Search Lobsterland

Tuesday, July 13, 2010

Pie Plate

My friend Meghan pointed me to this link, the Bike Snob NYC. He's pretty funny, and I wondered for a minute if I should remove my own bike's pie plate.

Then I decided, no. Allow me to take a sip of Hamm's* from the can, dribble some ketchup on my eggs, bite the tip of my cigar, order a ribeye steak cooked well done and wear black dress socks with sandals and shorts for a moment.

Metaphorically, people, please. I always decant my Hamm's into a pint sleeve so it can express it's watery, cooked corn aroma, completely innocent of hops or, come to think of it, any other beer ingredient.

See, I'm a snob, too, just not a cycling snob. I have definite, strong opinions about beer, how to cook a steak, smoke a cigar, etc. I have rules for how it is and isn't okay to do these things, which is to say I elevate my personal preference to a sort of moral imperative when in fact, if you want that steak cooked to the point where you could re-sole a boot with it, it's your steak.

When he says the pie plate, aka dork disc, aka nerd coaster, aka idiot pucks, etc. "are like heavily intoxicated people and many triathletes in that they have no business being on a bicycle," I thought, who the hell does this guy think he is anyway?

I know he's going for comedic effect, but the triathletes I know are fantastically strong cyclists (in fact, I think for all three that come to mind it's their strongest sport).

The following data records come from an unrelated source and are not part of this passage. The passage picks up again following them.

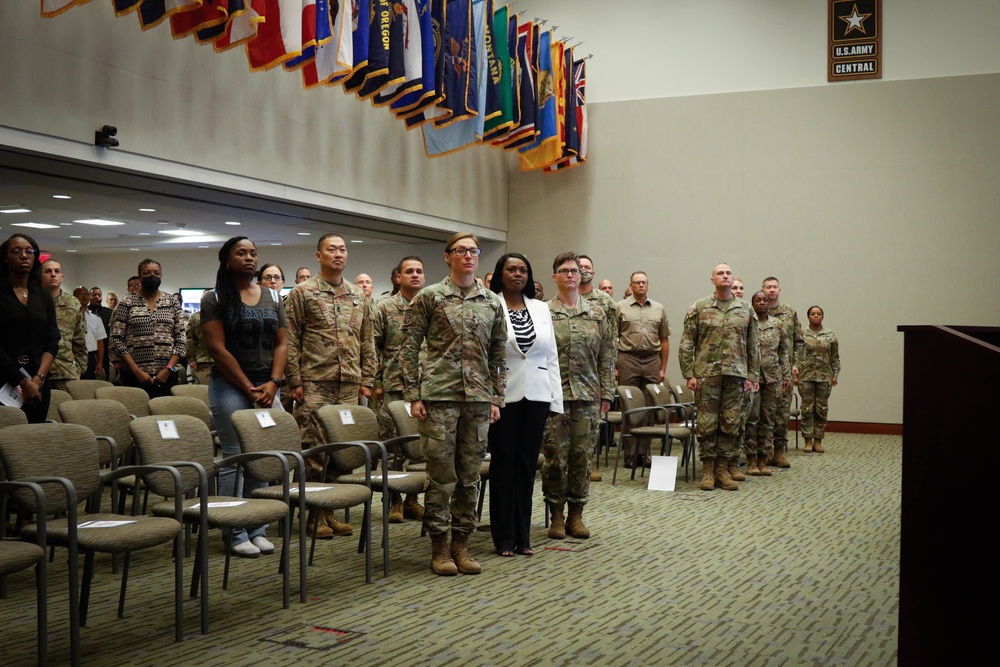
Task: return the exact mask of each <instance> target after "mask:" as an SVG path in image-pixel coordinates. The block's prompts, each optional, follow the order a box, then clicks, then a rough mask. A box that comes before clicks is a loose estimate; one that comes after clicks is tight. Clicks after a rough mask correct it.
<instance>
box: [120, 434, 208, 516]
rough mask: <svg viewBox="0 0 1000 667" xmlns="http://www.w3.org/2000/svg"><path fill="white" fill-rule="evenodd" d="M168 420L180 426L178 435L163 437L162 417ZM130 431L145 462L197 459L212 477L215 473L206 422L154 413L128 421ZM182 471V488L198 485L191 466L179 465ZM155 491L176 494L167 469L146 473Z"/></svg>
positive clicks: (147, 464)
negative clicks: (150, 473)
mask: <svg viewBox="0 0 1000 667" xmlns="http://www.w3.org/2000/svg"><path fill="white" fill-rule="evenodd" d="M165 420H169V421H172V422H174V425H175V426H176V427H177V435H178V436H179V437H178V438H177V439H171V440H164V439H163V437H162V436H161V435H160V426H159V423H158V422H160V421H165ZM128 428H129V431H130V432H131V433H132V439H133V440H134V441H135V446H136V448H137V449H138V450H139V459H140V460H141V461H142V463H143V464H145V465H152V464H155V463H167V462H170V461H194V462H195V463H199V464H201V466H202V467H203V468H204V469H205V472H206V473H208V476H209V478H211V477H212V476H213V475H214V474H215V470H216V467H215V461H214V459H213V458H212V455H213V453H214V452H213V448H212V434H211V433H210V432H209V430H208V427H207V426H205V422H203V421H202V420H200V419H198V418H197V417H192V416H190V415H183V414H176V415H151V416H149V417H140V418H139V419H136V420H134V421H132V422H130V423H129V425H128ZM177 470H178V471H179V472H180V473H181V479H182V480H183V489H184V492H185V493H187V492H189V491H194V490H195V489H196V488H198V482H199V480H198V473H197V472H196V471H195V470H194V469H193V468H190V467H187V466H182V467H179V468H178V469H177ZM145 481H146V483H147V484H148V485H149V488H150V490H151V491H152V492H153V493H156V494H158V495H161V496H164V497H171V496H173V495H174V485H173V482H172V481H171V480H170V476H169V475H168V474H167V473H153V474H150V475H147V476H146V477H145Z"/></svg>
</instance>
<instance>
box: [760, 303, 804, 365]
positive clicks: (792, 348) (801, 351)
mask: <svg viewBox="0 0 1000 667" xmlns="http://www.w3.org/2000/svg"><path fill="white" fill-rule="evenodd" d="M767 315H768V317H769V318H771V317H776V318H778V320H779V321H780V322H781V324H782V326H783V327H784V329H785V338H786V339H787V340H788V341H789V357H790V359H791V361H792V362H793V363H794V362H795V360H796V358H797V357H798V356H799V353H800V352H802V344H803V343H802V325H801V324H800V323H799V315H798V313H796V312H795V309H794V308H792V307H791V306H789V305H788V304H787V303H779V304H778V305H777V306H775V307H774V308H770V309H768V311H767Z"/></svg>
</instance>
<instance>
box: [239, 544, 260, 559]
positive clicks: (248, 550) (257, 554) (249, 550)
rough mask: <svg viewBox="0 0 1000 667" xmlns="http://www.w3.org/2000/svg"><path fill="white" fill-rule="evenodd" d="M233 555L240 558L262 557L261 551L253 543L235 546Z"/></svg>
mask: <svg viewBox="0 0 1000 667" xmlns="http://www.w3.org/2000/svg"><path fill="white" fill-rule="evenodd" d="M233 555H234V556H239V557H240V558H256V557H257V556H259V555H260V549H259V548H257V545H256V544H253V543H252V542H240V543H239V544H235V545H233Z"/></svg>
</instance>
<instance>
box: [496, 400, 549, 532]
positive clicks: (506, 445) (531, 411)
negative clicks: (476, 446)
mask: <svg viewBox="0 0 1000 667" xmlns="http://www.w3.org/2000/svg"><path fill="white" fill-rule="evenodd" d="M548 414H549V404H548V403H541V402H538V401H528V400H521V401H517V402H516V403H508V404H507V406H506V407H504V408H503V409H502V410H501V411H500V421H498V422H496V423H495V424H493V425H491V426H490V442H489V444H490V532H491V533H492V534H493V545H494V546H495V547H496V549H497V551H513V550H514V549H515V548H518V549H527V548H530V547H531V496H532V494H533V493H534V489H535V471H536V470H537V468H538V452H539V451H541V448H542V435H543V433H544V432H545V420H546V418H547V417H548Z"/></svg>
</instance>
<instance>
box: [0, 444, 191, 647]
mask: <svg viewBox="0 0 1000 667" xmlns="http://www.w3.org/2000/svg"><path fill="white" fill-rule="evenodd" d="M98 458H99V455H98V447H97V440H96V438H95V437H94V433H93V432H92V431H91V430H90V429H88V428H87V427H86V426H80V425H79V424H27V425H25V426H9V427H7V428H4V429H0V459H2V460H3V463H4V466H5V467H6V468H7V473H8V475H10V476H11V478H12V479H18V480H21V481H33V482H36V483H38V484H40V485H41V486H42V488H43V490H44V493H45V508H44V510H43V509H41V508H39V507H38V506H37V504H36V501H35V498H34V495H33V494H31V493H28V492H26V491H15V493H14V497H15V498H16V499H17V501H18V503H19V504H20V505H21V507H23V508H24V509H25V510H27V511H29V512H32V513H34V514H36V515H37V514H40V513H41V512H43V511H46V512H48V513H49V514H51V515H55V516H58V517H61V518H50V519H49V520H48V521H47V522H46V524H45V528H44V529H45V534H46V541H47V543H48V545H49V546H50V547H53V546H59V547H66V549H67V550H68V552H69V595H70V637H71V638H70V644H71V651H72V655H73V658H74V661H78V659H79V655H80V627H81V626H86V624H87V608H88V604H89V598H90V584H91V581H92V579H93V576H94V554H95V553H98V552H100V553H110V554H125V559H124V567H123V574H122V583H121V592H120V594H119V598H118V616H119V618H120V617H122V616H123V615H124V613H125V590H126V587H127V585H128V572H129V561H130V556H131V552H132V551H137V550H139V549H146V548H149V547H154V546H157V545H160V544H164V543H166V542H171V541H173V542H174V550H173V567H174V634H175V639H176V640H177V641H182V640H183V638H184V629H183V621H184V612H183V607H182V603H183V599H184V551H183V547H182V543H181V536H182V533H183V531H182V527H181V504H180V502H177V503H172V504H171V508H170V511H168V512H165V513H164V514H165V516H162V517H148V516H135V515H130V516H123V515H121V514H99V513H89V512H87V513H80V512H79V508H78V501H77V499H78V498H90V497H91V496H93V495H94V494H95V493H97V492H98V491H100V488H101V475H100V474H99V473H98ZM152 472H156V473H158V474H159V475H161V476H163V477H165V479H166V480H169V482H166V481H165V482H164V484H163V486H164V487H168V486H169V487H170V488H171V489H174V490H176V492H177V493H179V492H180V484H181V478H180V473H178V471H177V470H175V469H173V468H169V467H167V466H123V467H120V468H118V469H117V470H115V471H109V472H107V473H105V475H106V476H107V477H123V476H126V475H145V474H148V473H152ZM103 522H111V523H110V525H102V524H103ZM123 522H125V523H123ZM40 530H42V527H41V524H32V525H27V526H25V527H24V528H23V529H22V537H24V538H26V539H36V537H37V535H38V532H39V531H40ZM81 553H82V554H83V555H84V568H83V587H82V590H81V588H80V586H79V581H78V572H79V557H80V554H81Z"/></svg>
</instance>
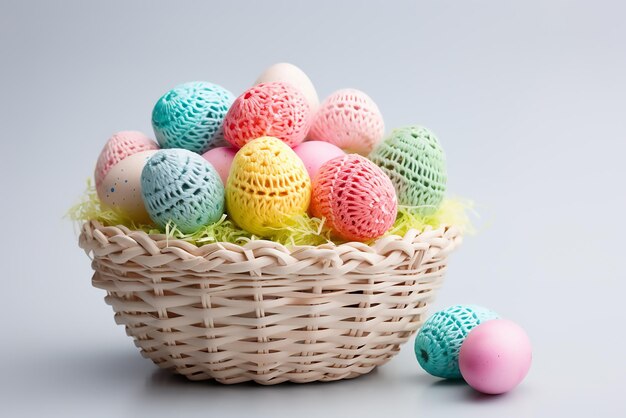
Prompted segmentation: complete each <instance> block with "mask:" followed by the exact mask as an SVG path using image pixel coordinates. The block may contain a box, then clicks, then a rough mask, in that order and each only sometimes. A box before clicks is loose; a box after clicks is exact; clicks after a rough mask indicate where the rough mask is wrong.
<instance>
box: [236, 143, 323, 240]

And I'm sure Mel Gibson has more business on a bicycle than he does on a telephone. For that matter, if you want to go railing against drunks on bicycles, what do you do with a thing like RAGBRAI?



Then I got to wondering: if you're supposed to take it off, why do manufacturers put it on to begin with? And I found an answer from Cyclelicous. I quote:

They protect the wheel and derailleur against damage by preventing the chain or dérailleur from going into the spokes if the rear dérailleur is misadjusted. I once had to replace spokes, chain, derailleur and chainring for want of a spoke protector because my dérailleur hanger got bent in on the train.


My Diamondback is 17 years old, people. I drop my chain to the outside three out of four times I ride (hell, I'd put another pie plate on that side of the cassette if it'd keep that shit from happening). It is not a precisely adjusted machine because every time I've paid someone to precisely adjust it the adjustment lasts about one ride.

So instead of getting rid of my pie plate, I made a label for it. Don't know how long it'll stick since the part is so greasy (I cleaned best I could with QuikTrip napkins) and has a grooved texture on its surface, but here ya go.


*
Don't tell the BJCP, I could lose my ranking. ;)

1 comment:

R.D. said...

Yeah, I was going to say something about your pie plate but I didn't *sorry* There were a bunch of riders a while back in Portland who replaced their pie plates with actual aluminum pie plates just to be ironic. Don't worry, though, it's not like people driving past would notice that you still had your pie plate on. If you really want to be cool, just remove all of your brakes and use your feet like I do ^_^

BTW, I totally made up that thing about those Portland dudes !! XD I never knew it wasn't cool to have one and I never even knew it was called a "pie plate". If people really are throwing them away, I bet in 20 years you could sell it on ebay for $300.

When I was a kid, I was always taking crap off my bike and throwing it away e.g. my chain-guard. Eventually, I envied my buddies with chain-guards whenever my jeans got stuck in the chain.